In particolare, è la stima, l’esposizione all’Ai è maggiore tra le professioni che richiedono lauree brevi, Master e diplomi professionali. Tra le occupazioni che richiedono una laurea, invece, il rischio di automazione si riduce sensibilmente (pur senza sparire). In particolare, «le professioni con la minore esposizione sono quelle che richiedono la massima formazione. Al contrario, lavori che non richiedono formazione sul posto di lavoro o implicano soltanto tirocini residenziali sono i più esposti». In altri termini, «i risultati indicano una forte correlazione negativa tra Ai e attività che richiedono pensiero scientifico e capacità critica, nel senso che per questi profili è minore la probabilità di un impatto degli attuali algoritmi». Al contrario, «le capacità di programmazione e scrittura mostrano una forte associazione positiva, ossia un rischio di esposizione all’Ai più elevato».
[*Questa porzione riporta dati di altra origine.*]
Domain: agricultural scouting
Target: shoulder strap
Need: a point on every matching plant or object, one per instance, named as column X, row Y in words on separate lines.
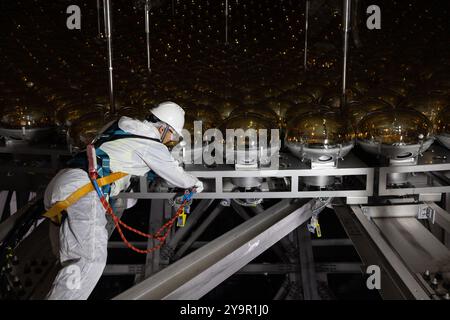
column 115, row 133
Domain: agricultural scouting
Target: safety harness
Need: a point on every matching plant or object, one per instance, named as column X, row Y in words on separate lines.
column 104, row 177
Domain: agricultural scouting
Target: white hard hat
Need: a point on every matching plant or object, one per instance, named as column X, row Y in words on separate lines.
column 172, row 114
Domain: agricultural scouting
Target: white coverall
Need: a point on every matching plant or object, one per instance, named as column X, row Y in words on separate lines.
column 82, row 236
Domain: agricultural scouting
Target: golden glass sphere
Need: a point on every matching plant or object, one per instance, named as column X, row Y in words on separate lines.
column 400, row 126
column 430, row 105
column 358, row 110
column 297, row 96
column 25, row 113
column 385, row 95
column 319, row 129
column 303, row 108
column 67, row 115
column 261, row 110
column 280, row 106
column 226, row 106
column 209, row 117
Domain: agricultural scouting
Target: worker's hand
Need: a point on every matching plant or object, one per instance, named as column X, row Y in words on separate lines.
column 198, row 186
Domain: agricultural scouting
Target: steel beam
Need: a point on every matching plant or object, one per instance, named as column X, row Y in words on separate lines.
column 250, row 269
column 168, row 250
column 199, row 231
column 308, row 272
column 199, row 272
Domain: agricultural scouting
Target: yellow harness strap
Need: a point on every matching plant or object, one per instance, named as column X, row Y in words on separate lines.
column 55, row 212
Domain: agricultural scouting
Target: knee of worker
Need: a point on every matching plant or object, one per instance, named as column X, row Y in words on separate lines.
column 83, row 240
column 64, row 183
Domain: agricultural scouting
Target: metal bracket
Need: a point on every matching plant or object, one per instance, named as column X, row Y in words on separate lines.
column 426, row 212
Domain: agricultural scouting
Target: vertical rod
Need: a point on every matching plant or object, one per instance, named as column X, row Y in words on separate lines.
column 226, row 21
column 108, row 28
column 99, row 28
column 346, row 11
column 147, row 32
column 306, row 34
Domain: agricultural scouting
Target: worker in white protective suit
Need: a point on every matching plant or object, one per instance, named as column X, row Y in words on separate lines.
column 82, row 235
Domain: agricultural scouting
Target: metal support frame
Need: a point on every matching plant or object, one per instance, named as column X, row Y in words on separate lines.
column 396, row 280
column 350, row 166
column 250, row 269
column 308, row 273
column 199, row 231
column 199, row 272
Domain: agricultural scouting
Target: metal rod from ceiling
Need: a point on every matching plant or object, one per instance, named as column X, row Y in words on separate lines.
column 306, row 34
column 147, row 32
column 346, row 29
column 99, row 27
column 226, row 21
column 108, row 31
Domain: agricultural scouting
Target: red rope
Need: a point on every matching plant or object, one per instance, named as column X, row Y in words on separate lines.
column 161, row 238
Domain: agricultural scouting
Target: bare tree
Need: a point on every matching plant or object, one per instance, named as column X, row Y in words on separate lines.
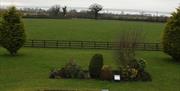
column 95, row 8
column 127, row 46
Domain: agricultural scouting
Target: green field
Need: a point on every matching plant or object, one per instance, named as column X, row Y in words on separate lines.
column 99, row 30
column 29, row 70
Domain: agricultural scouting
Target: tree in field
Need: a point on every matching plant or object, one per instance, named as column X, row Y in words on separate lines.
column 12, row 33
column 96, row 65
column 54, row 10
column 171, row 36
column 64, row 11
column 127, row 45
column 95, row 8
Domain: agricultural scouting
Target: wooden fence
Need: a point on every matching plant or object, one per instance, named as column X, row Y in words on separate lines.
column 89, row 45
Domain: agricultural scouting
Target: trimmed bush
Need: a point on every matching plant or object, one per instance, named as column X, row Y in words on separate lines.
column 106, row 73
column 12, row 33
column 96, row 65
column 71, row 70
column 171, row 36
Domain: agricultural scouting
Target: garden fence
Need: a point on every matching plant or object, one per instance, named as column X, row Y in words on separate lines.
column 89, row 45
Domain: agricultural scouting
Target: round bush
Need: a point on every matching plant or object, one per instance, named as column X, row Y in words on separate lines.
column 95, row 65
column 106, row 73
column 171, row 36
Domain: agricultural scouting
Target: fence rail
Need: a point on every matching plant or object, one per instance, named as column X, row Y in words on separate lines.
column 89, row 45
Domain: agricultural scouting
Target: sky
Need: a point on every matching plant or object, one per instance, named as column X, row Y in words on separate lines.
column 151, row 5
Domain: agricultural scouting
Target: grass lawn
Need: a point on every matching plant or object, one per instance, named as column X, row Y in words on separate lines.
column 99, row 30
column 29, row 71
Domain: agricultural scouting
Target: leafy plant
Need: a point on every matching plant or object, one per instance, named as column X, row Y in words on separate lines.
column 106, row 73
column 171, row 36
column 71, row 70
column 95, row 8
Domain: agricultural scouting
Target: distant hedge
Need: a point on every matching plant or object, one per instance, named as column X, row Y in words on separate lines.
column 171, row 36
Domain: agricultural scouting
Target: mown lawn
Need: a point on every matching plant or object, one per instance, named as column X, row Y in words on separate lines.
column 80, row 29
column 29, row 71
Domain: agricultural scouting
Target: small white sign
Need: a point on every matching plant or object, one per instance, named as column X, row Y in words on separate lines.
column 117, row 77
column 105, row 90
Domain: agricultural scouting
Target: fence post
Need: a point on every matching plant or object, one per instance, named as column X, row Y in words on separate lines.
column 82, row 44
column 144, row 46
column 44, row 43
column 57, row 43
column 94, row 44
column 157, row 47
column 107, row 45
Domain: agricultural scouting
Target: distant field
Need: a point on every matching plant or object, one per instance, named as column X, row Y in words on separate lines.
column 79, row 29
column 30, row 70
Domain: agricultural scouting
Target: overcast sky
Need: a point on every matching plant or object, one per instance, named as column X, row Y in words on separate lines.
column 153, row 5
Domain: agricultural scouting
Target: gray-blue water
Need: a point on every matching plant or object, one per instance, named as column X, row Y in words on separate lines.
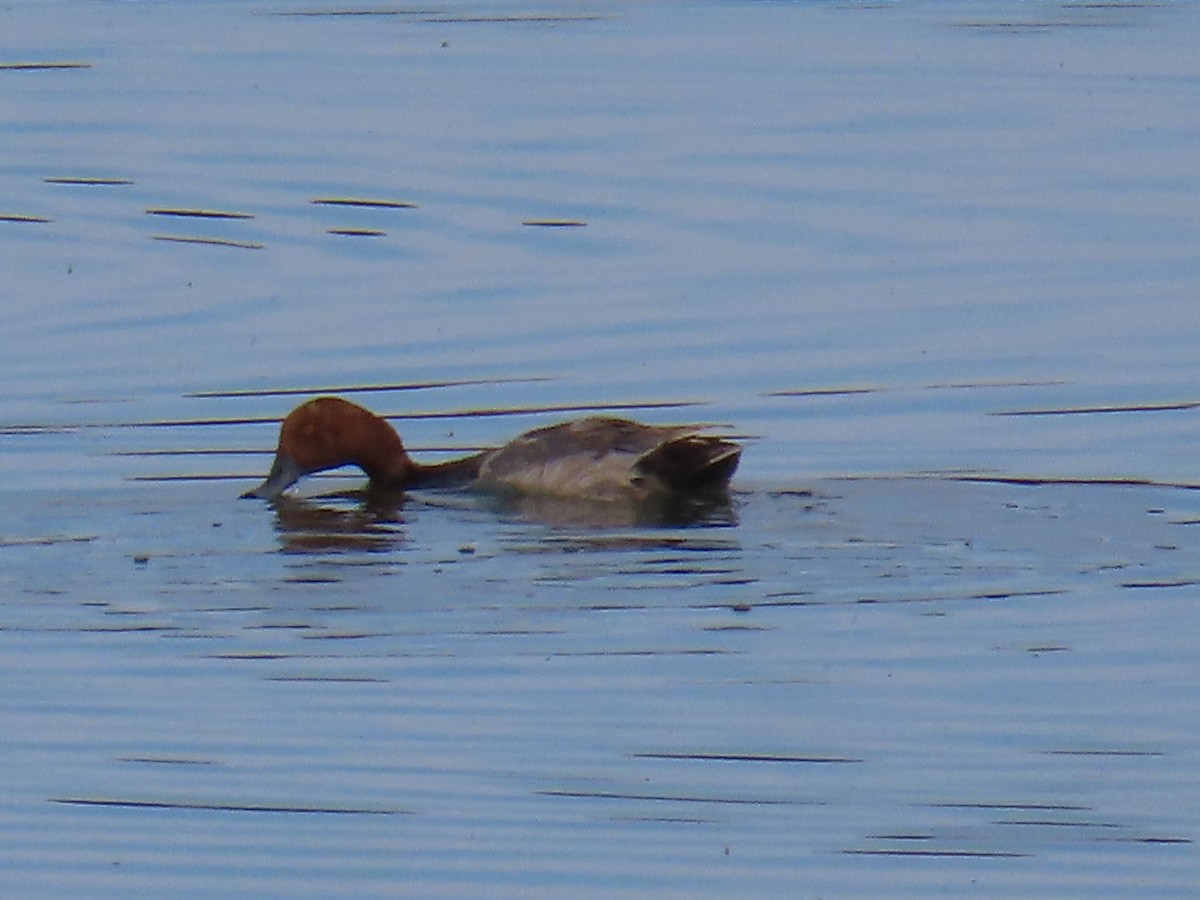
column 935, row 262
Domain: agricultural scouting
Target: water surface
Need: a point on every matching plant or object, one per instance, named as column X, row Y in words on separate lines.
column 934, row 262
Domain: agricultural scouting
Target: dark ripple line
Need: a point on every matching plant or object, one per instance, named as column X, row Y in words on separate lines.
column 219, row 807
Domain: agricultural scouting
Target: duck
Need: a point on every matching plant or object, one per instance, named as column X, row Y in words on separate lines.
column 595, row 459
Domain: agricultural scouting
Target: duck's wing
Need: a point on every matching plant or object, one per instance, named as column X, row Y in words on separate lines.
column 607, row 457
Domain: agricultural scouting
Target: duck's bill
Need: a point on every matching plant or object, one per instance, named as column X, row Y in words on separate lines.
column 285, row 473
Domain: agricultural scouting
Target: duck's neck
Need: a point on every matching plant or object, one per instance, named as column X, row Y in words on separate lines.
column 444, row 474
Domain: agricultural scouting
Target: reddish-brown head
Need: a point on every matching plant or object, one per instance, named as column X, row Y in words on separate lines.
column 328, row 432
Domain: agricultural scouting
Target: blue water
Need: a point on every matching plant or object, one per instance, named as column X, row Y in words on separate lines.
column 918, row 256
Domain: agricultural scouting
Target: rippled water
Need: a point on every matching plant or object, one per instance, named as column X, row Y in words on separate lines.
column 934, row 262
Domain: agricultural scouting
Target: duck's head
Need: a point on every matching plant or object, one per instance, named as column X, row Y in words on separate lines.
column 328, row 432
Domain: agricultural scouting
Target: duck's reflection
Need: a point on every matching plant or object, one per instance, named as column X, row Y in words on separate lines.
column 341, row 522
column 658, row 511
column 373, row 520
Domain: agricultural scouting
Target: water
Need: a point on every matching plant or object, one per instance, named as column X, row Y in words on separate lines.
column 934, row 262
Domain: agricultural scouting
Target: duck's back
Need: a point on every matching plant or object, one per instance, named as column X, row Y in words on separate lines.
column 609, row 459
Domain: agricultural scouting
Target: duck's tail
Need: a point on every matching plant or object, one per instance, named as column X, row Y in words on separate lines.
column 691, row 463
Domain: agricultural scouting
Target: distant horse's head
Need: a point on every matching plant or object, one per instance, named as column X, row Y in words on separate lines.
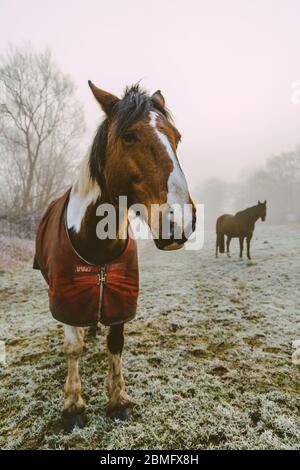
column 262, row 210
column 134, row 155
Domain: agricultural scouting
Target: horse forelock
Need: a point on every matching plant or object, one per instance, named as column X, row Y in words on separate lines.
column 135, row 105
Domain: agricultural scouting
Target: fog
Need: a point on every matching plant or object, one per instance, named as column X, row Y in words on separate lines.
column 226, row 69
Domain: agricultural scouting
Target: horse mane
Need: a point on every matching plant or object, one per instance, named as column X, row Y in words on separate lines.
column 134, row 105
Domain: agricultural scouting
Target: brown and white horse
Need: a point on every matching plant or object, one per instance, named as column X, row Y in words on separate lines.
column 133, row 154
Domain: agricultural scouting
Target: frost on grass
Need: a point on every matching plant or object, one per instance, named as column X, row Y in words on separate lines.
column 207, row 361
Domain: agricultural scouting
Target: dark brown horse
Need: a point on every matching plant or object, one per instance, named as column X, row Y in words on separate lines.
column 241, row 225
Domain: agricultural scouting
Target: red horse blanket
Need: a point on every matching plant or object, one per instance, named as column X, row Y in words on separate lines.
column 81, row 294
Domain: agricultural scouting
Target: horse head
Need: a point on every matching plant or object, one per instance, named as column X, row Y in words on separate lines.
column 135, row 156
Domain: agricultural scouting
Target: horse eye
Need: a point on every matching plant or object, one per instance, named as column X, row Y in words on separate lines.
column 129, row 137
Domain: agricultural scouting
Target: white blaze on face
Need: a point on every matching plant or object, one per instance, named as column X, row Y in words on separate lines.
column 178, row 194
column 78, row 205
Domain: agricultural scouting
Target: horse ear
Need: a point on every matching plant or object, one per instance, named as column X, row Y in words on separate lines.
column 105, row 99
column 158, row 98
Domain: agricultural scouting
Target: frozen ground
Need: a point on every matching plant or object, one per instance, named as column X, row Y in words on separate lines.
column 207, row 360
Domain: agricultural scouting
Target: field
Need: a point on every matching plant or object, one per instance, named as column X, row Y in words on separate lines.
column 207, row 360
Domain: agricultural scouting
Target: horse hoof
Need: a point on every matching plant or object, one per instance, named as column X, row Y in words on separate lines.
column 122, row 413
column 93, row 331
column 71, row 420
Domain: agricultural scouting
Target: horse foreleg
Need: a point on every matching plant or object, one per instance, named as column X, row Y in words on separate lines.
column 73, row 413
column 119, row 404
column 227, row 246
column 248, row 246
column 241, row 246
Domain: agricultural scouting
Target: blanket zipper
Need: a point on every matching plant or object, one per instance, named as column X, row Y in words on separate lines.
column 101, row 278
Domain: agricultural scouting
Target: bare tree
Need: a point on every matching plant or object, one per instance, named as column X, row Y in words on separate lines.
column 40, row 125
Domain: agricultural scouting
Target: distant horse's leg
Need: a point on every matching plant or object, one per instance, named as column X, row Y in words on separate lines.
column 241, row 246
column 119, row 404
column 227, row 246
column 248, row 246
column 73, row 413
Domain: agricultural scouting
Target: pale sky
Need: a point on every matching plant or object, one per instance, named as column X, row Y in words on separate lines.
column 224, row 67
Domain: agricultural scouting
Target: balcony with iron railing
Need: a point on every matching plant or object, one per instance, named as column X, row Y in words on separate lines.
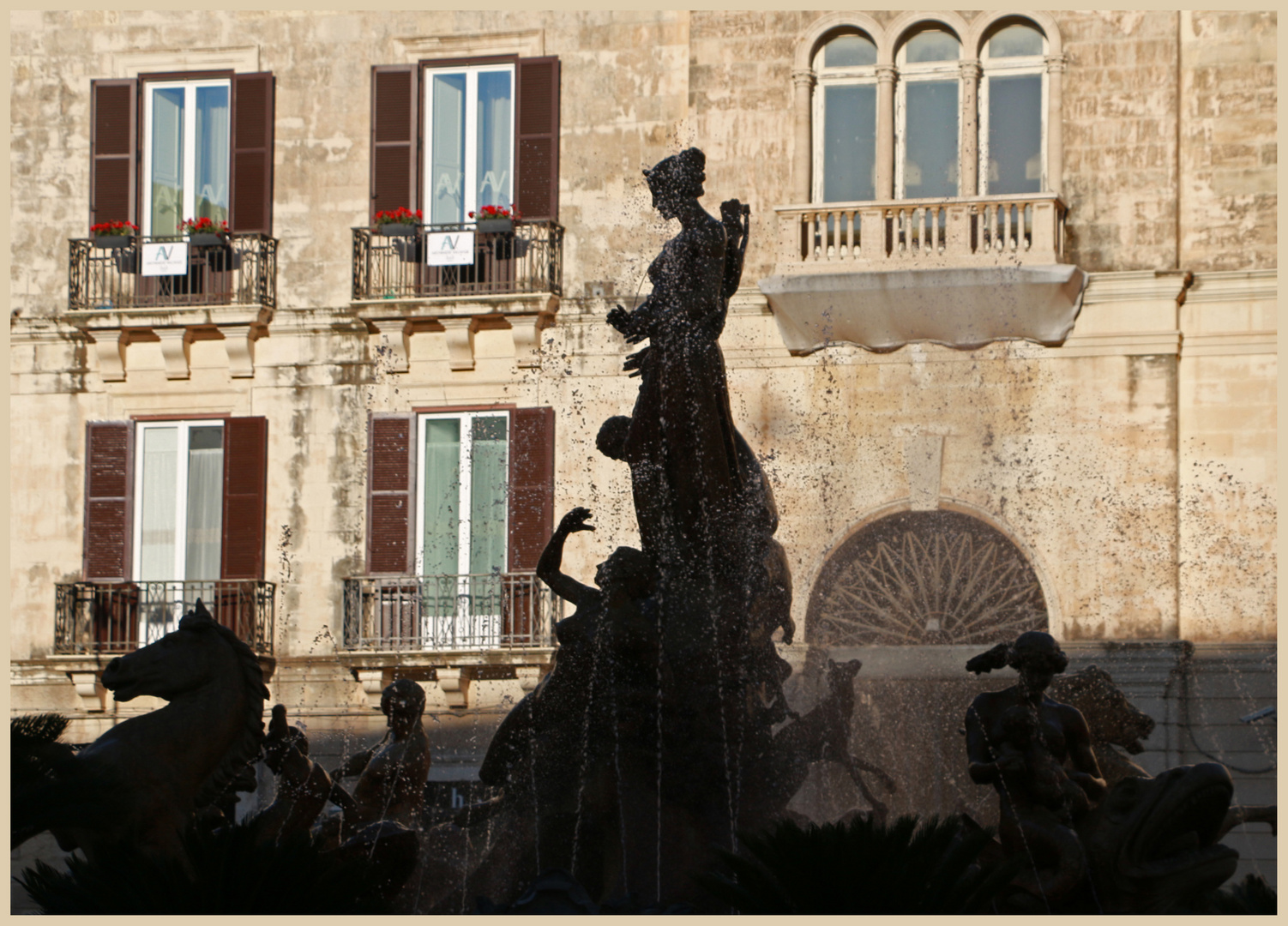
column 93, row 618
column 126, row 290
column 527, row 259
column 448, row 613
column 111, row 274
column 454, row 279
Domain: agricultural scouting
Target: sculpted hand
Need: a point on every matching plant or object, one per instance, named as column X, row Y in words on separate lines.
column 576, row 520
column 621, row 320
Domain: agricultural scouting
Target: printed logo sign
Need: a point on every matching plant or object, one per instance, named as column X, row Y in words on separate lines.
column 168, row 259
column 444, row 249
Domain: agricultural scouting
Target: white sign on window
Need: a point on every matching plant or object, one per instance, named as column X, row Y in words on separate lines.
column 443, row 249
column 166, row 261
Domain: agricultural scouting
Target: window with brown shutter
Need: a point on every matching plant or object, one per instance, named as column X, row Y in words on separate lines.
column 533, row 484
column 251, row 171
column 394, row 131
column 245, row 489
column 118, row 141
column 400, row 139
column 538, row 138
column 112, row 151
column 390, row 490
column 107, row 502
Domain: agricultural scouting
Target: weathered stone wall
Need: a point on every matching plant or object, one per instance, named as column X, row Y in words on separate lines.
column 1073, row 452
column 1229, row 153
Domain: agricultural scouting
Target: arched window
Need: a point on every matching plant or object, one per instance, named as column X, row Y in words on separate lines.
column 925, row 577
column 928, row 115
column 1013, row 105
column 846, row 118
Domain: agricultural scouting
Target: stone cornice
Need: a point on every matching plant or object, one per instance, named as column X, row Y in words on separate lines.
column 1134, row 286
column 1225, row 286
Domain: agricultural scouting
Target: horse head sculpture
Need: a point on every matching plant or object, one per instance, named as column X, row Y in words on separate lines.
column 141, row 781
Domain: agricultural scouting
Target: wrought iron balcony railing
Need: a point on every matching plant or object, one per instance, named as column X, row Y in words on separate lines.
column 526, row 259
column 99, row 617
column 433, row 613
column 240, row 271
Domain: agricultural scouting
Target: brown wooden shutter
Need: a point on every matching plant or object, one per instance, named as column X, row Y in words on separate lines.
column 533, row 484
column 113, row 151
column 108, row 484
column 394, row 136
column 251, row 171
column 245, row 490
column 536, row 143
column 390, row 492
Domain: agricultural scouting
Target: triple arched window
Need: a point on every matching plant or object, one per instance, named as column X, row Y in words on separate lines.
column 929, row 107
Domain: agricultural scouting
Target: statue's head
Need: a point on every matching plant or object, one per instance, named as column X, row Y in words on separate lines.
column 1037, row 657
column 402, row 701
column 626, row 569
column 675, row 178
column 611, row 439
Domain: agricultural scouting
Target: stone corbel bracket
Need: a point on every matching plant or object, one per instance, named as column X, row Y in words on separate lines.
column 372, row 682
column 176, row 346
column 240, row 346
column 454, row 684
column 527, row 338
column 89, row 687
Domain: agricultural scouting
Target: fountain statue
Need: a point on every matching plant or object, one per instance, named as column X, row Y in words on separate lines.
column 141, row 781
column 651, row 743
column 1144, row 845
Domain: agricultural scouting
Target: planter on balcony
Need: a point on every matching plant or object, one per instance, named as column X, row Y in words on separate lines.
column 408, row 250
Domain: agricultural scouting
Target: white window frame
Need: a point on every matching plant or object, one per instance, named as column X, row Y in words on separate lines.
column 836, row 76
column 1011, row 67
column 190, row 148
column 466, row 418
column 470, row 171
column 174, row 598
column 918, row 72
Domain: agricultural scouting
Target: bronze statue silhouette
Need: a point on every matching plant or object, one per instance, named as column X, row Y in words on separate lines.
column 392, row 774
column 1018, row 741
column 143, row 781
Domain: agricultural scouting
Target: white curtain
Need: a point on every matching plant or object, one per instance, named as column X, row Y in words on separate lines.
column 157, row 514
column 205, row 504
column 213, row 152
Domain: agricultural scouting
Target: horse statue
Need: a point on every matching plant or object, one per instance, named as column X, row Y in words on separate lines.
column 141, row 781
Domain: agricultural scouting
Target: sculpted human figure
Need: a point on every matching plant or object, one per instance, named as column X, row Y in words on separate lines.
column 303, row 786
column 551, row 749
column 680, row 442
column 1019, row 741
column 392, row 774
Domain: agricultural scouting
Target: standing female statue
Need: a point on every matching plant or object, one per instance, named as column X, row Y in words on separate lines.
column 680, row 442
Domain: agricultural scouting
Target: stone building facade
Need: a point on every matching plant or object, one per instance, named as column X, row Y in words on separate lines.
column 1067, row 367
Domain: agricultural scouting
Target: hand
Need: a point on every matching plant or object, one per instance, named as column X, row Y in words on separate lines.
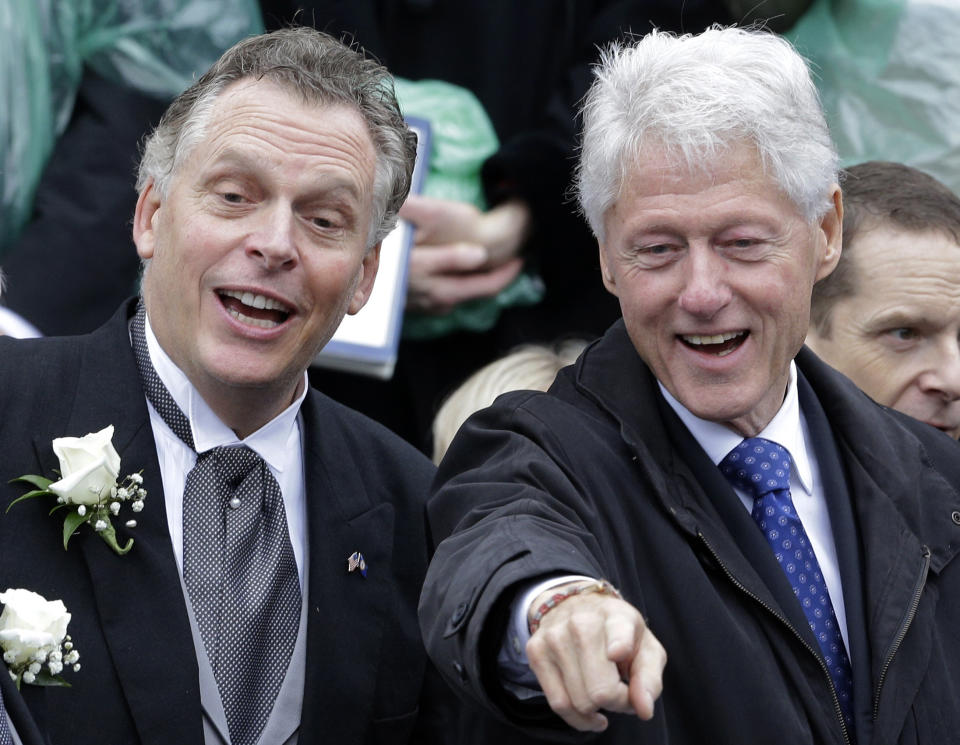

Automazione, alcune delle professioni che rischiano di più
Quali indicazioni ne discendono per i farmacisti? La prima l’abbiamo già anticipata: se si vuole ragionare sulle nuove competenze che la professione potrebbe rivendicare per il futuro più prossimo, il riferimento devono essere giustamente i bisogni delle comunità ma non va trascurato il progresso dell’Ai. Perché altrimenti, si rischiano di fare battaglie per ottenere compiti che a breve saranno le macchine a svolgere. Un’indicazione esplicita, in tal senso, la ricerca la fornisce: nel profilo riguardante gli infermieri dei reparti di salute mentale, gli autori scrivono a chiare lettere che in futuro la prescrizione sarà probabilmente affidata ad algoritmi digitali, mentre ai professionisti rimarrà la verifica finale delle ricette.
Sarebbe un errore ritenere che si tratti di scenari futuribili e lontani: negli Usa, per esempio, già oggi si sta velocemente diffondendo tra i medici l’uso di algoritmi che traggono appunti scritti dalle visite con i pazienti e con queste note aggiornano le cartelle cliniche elettroniche dei diretti interessati (ricordate quello che diceva la ricerca, la scrittura sarà una delle prime competenze a essere monopolizzata dall’Ai…). In questo modo, il medico si concentra nel colloquio e tutto il lavoro di segreteria viene delegato all’intelligenza artificiale. In un recente servizio del canale di news Cnbc Christopher Sharp, responsabile delle informazioni mediche alla Stanford Health Care (gruppo americano della sanità ospedaliera), affermava che gli algoritmi per la compilazione clinica sono «straordinariamente semplici» da usare, affidabili, precisi e potenti, che fanno risparmiare tempo e anzi hanno cambiato il modo con cui i medici gestiscono il loro tempo. E in futuro, questi programmi diventeranno così sofisticati da cogliere i toni di voce dei pazienti e segnalare al curante umori del momento e stati emotivi.